Maybe we can use a rule of thumb, though. Let’s guess that Amelia and Barbara will delay taking out their inherited IRA money as long as possible, and that when they do they’ll both be retired and not making a lot of income. Perhaps the “real” value (to them) of your IRA will be 65% to 80% of its balance when you die. Is that close enough for you to figure out what would be “fair” if you gave Cindy more cash and less IRA? We can’t tell you — this one is a judgment call for you.
Fourth question: Who will manage Cindy’s money after your death? Amelia, the banker (and classic first-born)? Barbara, who has some financial challenges of her own but has always been close to Cindy, and still lives in the same community with her? Your local bank? A family friend, or a professional you have worked with?
Enough questions for a moment. Let us tell you what we think, based on your answers.
First, you can create a trust and name it as beneficiary of your IRA. Don’t listen to your banker or your accountant if they tell you that you can not do that — they are reciting old rules that no longer apply.
But if you do name a trust as beneficiary, you are likely to force everyone to use a shorter stretch-out date — probably all three daughters will be stuck with Amelia’s life expectancy. If there are only a few years’ difference between the girls, that may not be a big deal. If this issue is important, then we probably can work around it — we can name Amelia and Barbara as beneficiaries directly, and a stand-alone “special needs” trust for Cindy’s benefit to receive her share of the IRA. If we do that, though, you have to make us a promise: you can’t let anyone else tell you to change your beneficiary designations after we get them set up. At least you have to promise not to make any changes until after you have met with us and gone back over the beneficiary form.
In fact, you will find that you have to help educate lots of folks about IRA beneficiary designations. Over time you will be told that you have a mistake in your designation, that you have unnecessarily caused tax increases for your daughters, that your lawyer obviously doesn’t know how to do this. We do, and we can help you respond to those bankers, accountants and others who tell you that you need to make changes. Keep us in the loop, please.
We also need to make sure you realize Cindy’s share can’t go to charity after her death. None of it. Even though the non-profit which provides a sheltered workshop for her would be the logical beneficiary of a share of “her” IRA portion, it mucks everything else up.
So how do we get Cindy’s portion of the IRA — and for that matter the rest of her inheritance — set up to benefit her without knocking her off of her SSI, Medicaid, AHCCCS and other government benefits? That’s what a special needs trust is all about.
We have important advice for you: Be careful as you look for information about special needs trusts, though: much of what you read will be about the rules (and limitations) on so-called “self-settled” special needs trusts, and Cindy’s trust will not be one of those. You will be establishing a “third-party” special needs trust, and the rules will be much different, and much more liberal. You can leave IRA and non-IRA assets in a special needs trust for Cindy’s benefit, and you will actually improve the quality of her life without jeopardizing the programs and benefits she receives.
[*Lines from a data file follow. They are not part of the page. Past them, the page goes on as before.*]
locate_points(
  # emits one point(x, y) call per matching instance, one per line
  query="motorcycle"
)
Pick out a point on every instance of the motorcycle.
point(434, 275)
We hope this helps sort through some of the finer points of IRA beneficiary designations. If you want more, we can recommend a really thorough article by our friend Ed Wilcenski, a New York lawyer. He wrote for Forbes.com, and he’s a smart guy who writes well.
Incidentally, we’d love to hear from you. Maybe you have a question about IRAs and special needs trusts, or you just want to tell us whether this helped you out. Maybe you want to quibble with some of our advice. We love to hear from readers.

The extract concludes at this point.